To demonstrate the kubelet's eviction behaviour, I am trying to deploy a Kubernetes workload that will consume memory to the point that the kubelet evicts all BestEffort Pods due to memory pressure but does not kill my workload (or at least not before the BestEffort Pods).
My best attempt is below. It writes to two tmpfs volumes (since, by default, the limit of a tmpfs volume is half of the Node's total memory). The 100
comes from the fact that --eviction-hard=memory.available<100Mi
is set on the kubelet:
apiVersion: apps/v1
kind: DaemonSet
metadata:
name: fallocate
namespace: developer
spec:
selector:
matchLabels:
app: fallocate
template:
metadata:
labels:
app: fallocate
spec:
containers:
- name: alpine
image: alpine
command:
- /bin/sh
- -c
- |
count=1
while true
do
AVAILABLE_DISK_KB=$(df /cache-1 | grep /cache-1 | awk '{print $4}')
AVAILABLE_DISK_MB=$(( $AVAILABLE_DISK_KB / 1000 ))
AVAILABLE_MEMORY_MB=$(free -m | grep Mem | awk '{print $4}')
MINIMUM=$(( $AVAILABLE_DISK_MB > $AVAILABLE_MEMORY_MB ? $AVAILABLE_MEMORY_MB : $AVAILABLE_DISK_MB ))
fallocate -l $(( $MINIMUM - 100 ))MB /cache-1/$count
AVAILABLE_DISK_KB=$(df /cache-2 | grep /cache-2 | awk '{print $4}')
AVAILABLE_DISK_MB=$(( $AVAILABLE_DISK_KB / 1000 ))
AVAILABLE_MEMORY_MB=$(free -m | grep Mem | awk '{print $4}')
MINIMUM=$(( $AVAILABLE_DISK_MB > $AVAILABLE_MEMORY_MB ? $AVAILABLE_MEMORY_MB : $AVAILABLE_DISK_MB ))
fallocate -l $(( $MINIMUM - 100 ))MB /cache-2/$count
count=$(( $count+1 ))
sleep 1
done
resources:
requests:
memory: 2Gi
cpu: 100m
limits:
cpu: 100m
volumeMounts:
- name: cache-1
mountPath: /cache-1
- name: cache-2
mountPath: /cache-2
volumes:
- name: cache-1
emptyDir:
medium: Memory
- name: cache-2
emptyDir:
medium: Memory
The intention of this script is to use up memory to the point that Node memory usage is in the hard eviction threshhold boundary to cause the kubelet to start to evict.

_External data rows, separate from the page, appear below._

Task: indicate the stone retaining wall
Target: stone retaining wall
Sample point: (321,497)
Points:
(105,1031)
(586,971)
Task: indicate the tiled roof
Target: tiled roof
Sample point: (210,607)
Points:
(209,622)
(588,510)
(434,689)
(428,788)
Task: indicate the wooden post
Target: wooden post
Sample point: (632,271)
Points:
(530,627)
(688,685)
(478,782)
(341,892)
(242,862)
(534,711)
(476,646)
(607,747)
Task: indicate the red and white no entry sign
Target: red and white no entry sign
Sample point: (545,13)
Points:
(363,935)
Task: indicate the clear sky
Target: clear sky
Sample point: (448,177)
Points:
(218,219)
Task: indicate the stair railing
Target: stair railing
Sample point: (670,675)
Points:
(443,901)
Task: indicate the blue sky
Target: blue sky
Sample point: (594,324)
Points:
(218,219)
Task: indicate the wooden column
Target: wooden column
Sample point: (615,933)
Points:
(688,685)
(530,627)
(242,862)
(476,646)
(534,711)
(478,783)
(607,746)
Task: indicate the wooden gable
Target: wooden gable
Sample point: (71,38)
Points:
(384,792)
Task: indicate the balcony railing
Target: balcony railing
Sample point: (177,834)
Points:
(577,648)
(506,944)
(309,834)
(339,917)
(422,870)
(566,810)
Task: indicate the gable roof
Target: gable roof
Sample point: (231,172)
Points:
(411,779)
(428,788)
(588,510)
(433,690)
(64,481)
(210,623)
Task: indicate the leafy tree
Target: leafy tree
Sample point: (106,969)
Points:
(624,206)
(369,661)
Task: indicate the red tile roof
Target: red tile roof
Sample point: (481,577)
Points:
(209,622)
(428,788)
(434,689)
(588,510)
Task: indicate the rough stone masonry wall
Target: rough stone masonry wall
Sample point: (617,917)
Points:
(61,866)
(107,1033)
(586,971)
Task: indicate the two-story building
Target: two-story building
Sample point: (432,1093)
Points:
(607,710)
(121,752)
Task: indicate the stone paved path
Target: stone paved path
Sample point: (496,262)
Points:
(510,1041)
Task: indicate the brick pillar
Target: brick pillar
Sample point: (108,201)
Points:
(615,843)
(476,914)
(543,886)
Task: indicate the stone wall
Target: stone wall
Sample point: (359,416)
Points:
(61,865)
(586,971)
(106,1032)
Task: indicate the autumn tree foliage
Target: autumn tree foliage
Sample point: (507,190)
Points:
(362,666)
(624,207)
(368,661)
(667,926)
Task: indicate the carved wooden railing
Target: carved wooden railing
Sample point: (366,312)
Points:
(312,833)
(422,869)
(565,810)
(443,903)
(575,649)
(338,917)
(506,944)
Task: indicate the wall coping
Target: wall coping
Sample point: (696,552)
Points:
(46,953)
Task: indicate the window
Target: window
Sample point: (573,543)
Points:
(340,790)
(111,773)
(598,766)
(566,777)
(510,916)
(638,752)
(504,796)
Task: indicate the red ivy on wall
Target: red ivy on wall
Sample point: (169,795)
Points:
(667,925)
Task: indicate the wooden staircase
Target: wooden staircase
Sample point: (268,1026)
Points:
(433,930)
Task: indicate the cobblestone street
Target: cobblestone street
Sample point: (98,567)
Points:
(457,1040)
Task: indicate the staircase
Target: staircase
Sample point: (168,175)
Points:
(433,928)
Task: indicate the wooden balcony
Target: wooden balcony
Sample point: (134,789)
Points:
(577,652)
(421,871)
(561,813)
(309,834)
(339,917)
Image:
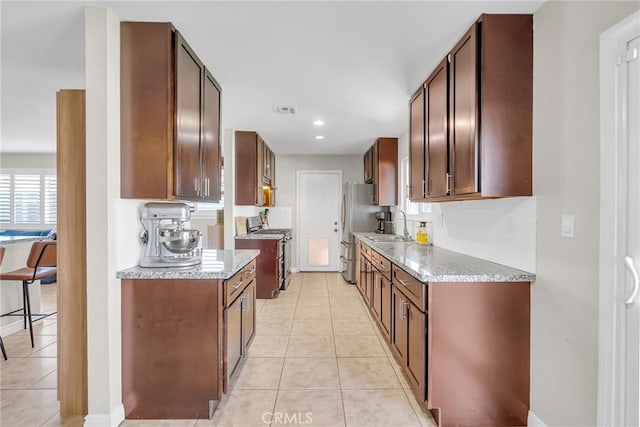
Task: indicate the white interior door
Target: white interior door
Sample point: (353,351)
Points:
(619,305)
(632,257)
(318,220)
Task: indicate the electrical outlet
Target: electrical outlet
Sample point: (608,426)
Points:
(511,227)
(567,226)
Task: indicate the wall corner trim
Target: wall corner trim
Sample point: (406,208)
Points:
(106,420)
(532,421)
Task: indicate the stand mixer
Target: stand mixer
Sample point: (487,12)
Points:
(165,240)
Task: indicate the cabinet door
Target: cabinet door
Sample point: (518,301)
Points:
(374,174)
(260,175)
(436,132)
(385,304)
(376,295)
(398,323)
(368,177)
(249,316)
(211,155)
(417,157)
(416,346)
(463,113)
(234,334)
(188,90)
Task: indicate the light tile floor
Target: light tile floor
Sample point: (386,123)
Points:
(28,379)
(317,359)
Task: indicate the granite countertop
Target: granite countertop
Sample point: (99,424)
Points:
(435,264)
(8,240)
(216,264)
(257,236)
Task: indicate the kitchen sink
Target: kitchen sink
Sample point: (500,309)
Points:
(384,238)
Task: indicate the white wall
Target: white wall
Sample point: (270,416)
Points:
(27,161)
(102,30)
(564,305)
(286,167)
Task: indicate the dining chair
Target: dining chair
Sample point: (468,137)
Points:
(41,263)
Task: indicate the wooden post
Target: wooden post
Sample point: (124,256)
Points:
(72,274)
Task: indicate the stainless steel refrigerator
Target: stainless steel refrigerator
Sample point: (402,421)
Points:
(358,214)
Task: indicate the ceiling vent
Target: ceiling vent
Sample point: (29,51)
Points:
(284,109)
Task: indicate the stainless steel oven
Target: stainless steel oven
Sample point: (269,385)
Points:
(285,257)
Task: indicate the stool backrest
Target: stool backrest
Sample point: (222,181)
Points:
(43,254)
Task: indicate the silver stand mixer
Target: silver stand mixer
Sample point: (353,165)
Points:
(166,240)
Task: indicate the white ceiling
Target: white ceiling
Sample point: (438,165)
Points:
(353,64)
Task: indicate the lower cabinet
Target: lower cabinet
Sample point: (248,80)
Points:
(181,341)
(463,347)
(269,265)
(381,301)
(240,327)
(408,340)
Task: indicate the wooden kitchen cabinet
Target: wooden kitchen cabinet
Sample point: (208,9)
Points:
(417,151)
(170,117)
(172,348)
(240,327)
(381,170)
(255,170)
(269,265)
(478,115)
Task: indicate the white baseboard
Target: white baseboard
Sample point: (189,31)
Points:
(106,420)
(11,328)
(534,421)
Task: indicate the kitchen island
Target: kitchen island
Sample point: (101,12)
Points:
(457,325)
(184,331)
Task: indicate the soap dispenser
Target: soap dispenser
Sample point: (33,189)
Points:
(421,233)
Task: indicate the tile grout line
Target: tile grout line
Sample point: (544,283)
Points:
(344,411)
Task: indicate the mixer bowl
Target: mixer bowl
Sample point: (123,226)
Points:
(180,241)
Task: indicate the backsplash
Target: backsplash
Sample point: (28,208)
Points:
(498,230)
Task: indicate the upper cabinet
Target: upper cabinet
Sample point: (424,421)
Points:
(471,121)
(255,170)
(170,117)
(381,170)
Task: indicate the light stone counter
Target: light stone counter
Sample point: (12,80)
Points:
(216,264)
(258,236)
(434,264)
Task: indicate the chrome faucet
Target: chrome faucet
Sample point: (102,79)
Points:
(406,235)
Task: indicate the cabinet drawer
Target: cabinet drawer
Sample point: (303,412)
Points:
(367,251)
(236,284)
(415,290)
(382,264)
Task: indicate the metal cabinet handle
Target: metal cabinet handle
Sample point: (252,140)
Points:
(632,269)
(245,307)
(238,285)
(402,281)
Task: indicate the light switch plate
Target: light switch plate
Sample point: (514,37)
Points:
(567,226)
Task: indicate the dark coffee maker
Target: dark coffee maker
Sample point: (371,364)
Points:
(382,217)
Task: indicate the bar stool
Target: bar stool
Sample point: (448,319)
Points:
(4,352)
(41,263)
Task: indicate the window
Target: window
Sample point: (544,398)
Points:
(410,208)
(28,197)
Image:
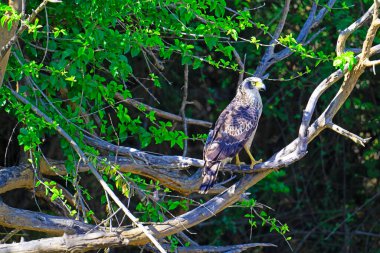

It evicts some BestEfforts Pods, but in most cases the workload is killed before all BestEffort Pods are evicted. Is there a better way of doing this?
I am running on GKE with cluster version 1.9.3-gke.0.
EDIT:
I also tried using simmemleak:
apiVersion: apps/v1
kind: DaemonSet
metadata:
name: simmemleak
namespace: developer
spec:
selector:
matchLabels:
app: simmemleak
template:
metadata:
labels:
app: simmemleak
spec:
containers:
- name: simmemleak
image: saadali/simmemleak
resources:
requests:
memory: 1Gi
cpu: 1m
limits:
cpu: 1m
But this workload keeps dying before any evictions. I think the issue is that it is being killed by the kernel before the kubelet has time to react.
To avoid system OOM taking effect prior to the kubelet eviction, you could configure kubepods memory limits --system-reserved
and --enforce-node-allocatable
Read more.
For example, Node has 32Gi of memory, configure to limit kubepods memory up to 20Gi
--eviction-hard=memory.available<500Mi
I found this on the Kubernetes docs, I hope it helps:
kubelet may not observe memory pressure right away The kubelet currently polls cAdvisor to collect memory usage stats at a regular interval.
If memory usage increases within that window rapidly, the kubelet may not observe MemoryPressure fast enough, and the OOMKiller will still be invoked.
We intend to integrate with the memcg notification API in a future release to reduce this latency, and instead have the kernel tell us when a threshold has been crossed immediately.
If you are not trying to achieve extreme utilization, but a sensible measure of overcommit, a viable workaround for this issue is to set eviction thresholds at approximately 75% capacity.
This increases the ability of this feature to prevent system OOMs, and promote eviction of workloads so cluster state can rebalance.
\==EDIT== : As there seems to be a race between OOM and kubelet, and the memory allocated by your script grows quicker than the time Kubelet takes to realise that the pods need to be evicted, it might be wise to try to allocate memory more slowly inside your script.